参加者全員が発言しやすい環境をつくることで、考えの違いや今後の対応を整理しやすくなります。
カンファレンス・イベント
カンファレンスやイベントでは、1つのテーマについて登壇者や参加者が意見を交わす場面で、ラウンドテーブルディスカッションが行われます。
複数の人が順番に発言することで、講演を聞くだけでは得られないさまざまな考え方に触れられます。
参加者同士の意見交換を通して、テーマへの理解をより深められるのが特徴です。
教育・研修
教育や研修では、受講者が自分の考えを伝え、ほかの受講者の意見を聞く場面で、ラウンドテーブルディスカッションが活用されます。
テーマについて意見を交わすことで、理解度を確認しながら学びを深められます。
同じ内容でも受け取り方の違いに気づけるため、新しい視点を得るきっかけにもなります。
ラウンドテーブルディスカッションのメリット・デメリット
ラウンドテーブルディスカッションは、参加者全員の意見を聞きやすく、多様な考えを共有できる一方で、進行が曖昧になると話がまとまりにくくなることがあります。

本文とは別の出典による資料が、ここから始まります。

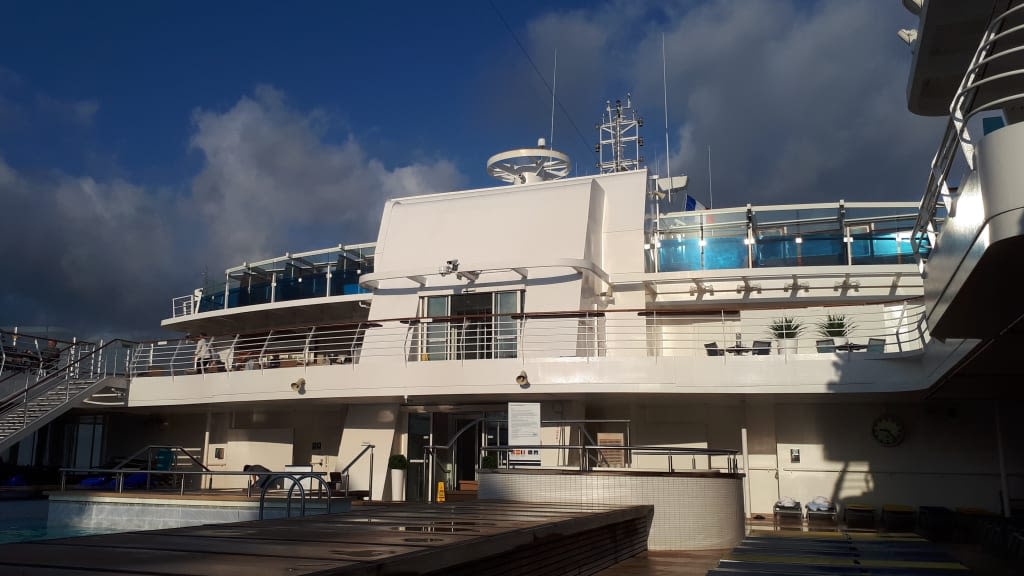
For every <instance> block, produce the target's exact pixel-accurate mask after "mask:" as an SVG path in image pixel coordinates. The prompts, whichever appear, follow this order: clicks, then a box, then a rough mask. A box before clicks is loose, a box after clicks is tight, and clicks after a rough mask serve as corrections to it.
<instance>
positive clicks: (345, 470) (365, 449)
mask: <svg viewBox="0 0 1024 576" xmlns="http://www.w3.org/2000/svg"><path fill="white" fill-rule="evenodd" d="M374 448H377V446H375V445H373V444H364V445H362V450H360V451H359V453H358V454H356V455H355V457H354V458H352V460H351V461H350V462H348V464H347V465H345V467H343V468H341V477H342V478H343V479H344V482H345V495H346V496H348V470H349V469H350V468H351V467H352V466H353V465H355V463H356V462H358V461H359V459H360V458H362V455H364V454H366V453H367V452H368V451H369V452H370V480H369V484H370V487H369V488H368V491H369V492H370V498H373V497H374Z"/></svg>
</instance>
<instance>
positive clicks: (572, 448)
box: [480, 444, 739, 474]
mask: <svg viewBox="0 0 1024 576" xmlns="http://www.w3.org/2000/svg"><path fill="white" fill-rule="evenodd" d="M515 450H575V451H578V452H580V464H579V469H580V471H588V470H593V469H595V466H593V465H592V462H595V461H601V458H599V457H598V456H594V455H592V454H591V453H592V452H595V451H596V452H598V453H600V452H601V451H625V452H627V453H628V454H629V455H630V456H643V455H647V456H668V459H667V465H666V466H665V468H660V467H658V468H656V469H664V470H667V471H670V472H675V471H683V468H680V467H679V466H676V465H675V463H674V460H673V458H674V457H675V456H690V467H689V468H687V469H689V470H691V471H692V470H703V469H707V470H712V471H715V470H717V469H718V468H716V467H714V466H713V465H712V457H713V456H725V457H726V465H725V467H724V468H723V469H722V471H726V472H729V474H735V472H736V471H738V470H739V468H738V467H737V464H736V455H738V454H739V451H738V450H731V449H729V450H724V449H709V448H682V447H678V446H645V445H640V446H607V445H598V444H574V445H566V444H557V445H552V444H544V445H540V444H539V445H530V446H525V445H523V446H483V447H481V448H480V452H505V453H508V452H513V451H515ZM697 456H700V457H701V458H705V457H706V458H708V467H707V468H697V460H696V458H697ZM503 461H504V462H505V465H504V466H502V467H504V468H512V467H515V461H514V460H512V459H511V458H505V459H504V460H503ZM623 461H624V462H626V463H627V464H626V465H624V466H622V467H607V469H644V470H649V469H652V468H650V467H649V466H643V467H640V466H634V465H632V464H630V463H629V462H630V461H631V458H626V457H624V458H623ZM597 467H605V466H597Z"/></svg>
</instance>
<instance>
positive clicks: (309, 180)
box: [191, 86, 462, 265]
mask: <svg viewBox="0 0 1024 576" xmlns="http://www.w3.org/2000/svg"><path fill="white" fill-rule="evenodd" d="M327 124H328V119H327V116H326V115H325V114H324V113H322V112H319V111H312V112H308V113H300V112H298V111H295V110H293V109H291V108H290V107H289V106H288V105H287V102H286V101H285V97H284V95H283V94H282V93H281V92H280V91H278V90H274V89H273V88H269V87H265V86H264V87H260V88H257V89H256V91H255V93H254V94H253V95H252V96H251V97H250V96H246V97H243V98H242V99H240V100H239V101H238V102H237V104H236V105H234V106H233V107H232V108H231V109H230V110H228V111H226V112H223V113H216V112H209V111H198V112H197V113H196V115H195V125H196V132H195V135H194V136H193V138H191V147H193V148H194V149H196V150H199V151H201V152H202V153H203V155H204V156H205V158H206V164H205V166H204V168H203V171H202V172H201V173H200V174H199V176H197V178H196V179H195V181H194V183H193V204H194V208H195V211H196V214H197V215H198V216H199V217H200V218H201V221H202V225H203V227H204V229H206V230H208V231H209V233H210V238H209V245H208V246H207V248H206V250H207V259H206V260H205V261H209V262H210V263H213V262H220V263H223V262H224V261H225V258H229V261H230V263H241V262H242V261H243V260H246V259H249V260H252V259H256V258H259V257H265V256H269V255H273V254H280V253H283V252H285V251H297V250H300V249H305V248H312V247H321V246H329V245H332V244H336V243H338V242H371V241H376V239H377V227H378V223H379V218H380V213H381V208H382V206H383V203H384V200H385V199H387V198H391V197H398V196H409V195H413V194H425V193H429V192H440V191H447V190H453V189H456V188H457V187H458V186H459V183H460V182H461V181H462V177H461V176H460V174H459V173H458V171H457V170H456V168H455V166H454V165H453V164H452V163H450V162H447V161H445V160H435V161H433V162H429V163H417V164H413V165H410V166H399V167H396V168H392V169H389V168H387V167H385V166H384V164H383V163H382V162H380V161H379V160H375V159H371V158H368V156H367V154H366V152H365V151H364V150H362V149H361V147H360V146H359V143H358V142H357V141H355V139H354V138H352V137H351V136H350V137H348V138H347V139H346V140H345V141H343V142H341V143H330V142H328V141H326V138H325V134H324V133H325V130H326V125H327ZM298 239H305V242H302V243H300V244H297V243H296V242H297V240H298ZM218 265H219V264H218Z"/></svg>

形式を選ぶ際は、良い点だけでなく、進めるうえで注意が必要な点もあわせて確認しておくことが大切です。
メリット
ラウンドテーブルディスカッションのメリットは、参加者全員の意見を聞きやすいことです。
司会者が発言の順番や時間を調整することで、特定の人だけが話し続ける状況を避けやすくなります。
さまざまな考え方や視点を共有できるため、テーマへの理解を深めやすいのが特徴です。
デメリット
ラウンドテーブルディスカッションのデメリットは、意見が多く出るほど話し合いの整理に時間がかかることです。
テーマから外れた発言や似た内容が続くと、議論がまとまりにくくなる場合もあります。
そのため、司会者が発言の順番や時間を調整しながら、議論を整理して進めることが大切です。
ラウンドテーブルディスカッションが向いているケース
ラウンドテーブルディスカッションは、参加者全員から意見を聞きたい場面に向いています。
たとえば、6人から10人ほどで1つのテーマについて話し合い、司会者が1人ずつ発言を促しながら進める場合です。
特定の人だけが話し続けにくいため、それぞれの経験や考えを共有しやすくなります。
また、正解を1つに決めるよりも、さまざまな意見を集めて判断材料を増やしたい場面にも適しています。
新しい企画の方向性を考えたり、現場で感じている課題を整理したりするときは、立場の異なる参加者が話し合うことで、新しい気づきが得られやすくなります。
司会者が発言時間を1人2分程度に区切り、まだ話していない参加者にも声をかけると、全員が参加しやすい話し合いになります。
一方で、短時間で結論を出す会議や、担当者が決まっている報告の場にはあまり向いていません。
参加者同士が十分に意見を交わす時間が必要なため、30分から60分ほど確保できる場合に取り入れやすい形式です。
まとめ
ディスカッションとラウンドテーブルは、どちらも意見を交わす場ですが、目的や進め方が異なります。
結論や方向性を整理したい場合はディスカッション、参加者それぞれの考えや経験を幅広く共有したい場合はラウンドテーブルが向いています。
ラウンドテーブルディスカッションでは、全員が発言しやすい雰囲気をつくることが大切です。
テーマや発言時間をあらかじめ決め、司会者が話の流れを整えることで、多様な意見を集めやすくなります。
どちらの形式にも向き・不向きがあるため、「何を目的に話し合うのか」を最初に整理して選ぶことが重要です。
目的に合った進め方を取り入れることで、参加者が意見を出しやすくなり、話し合いもより実りあるものになるでしょう。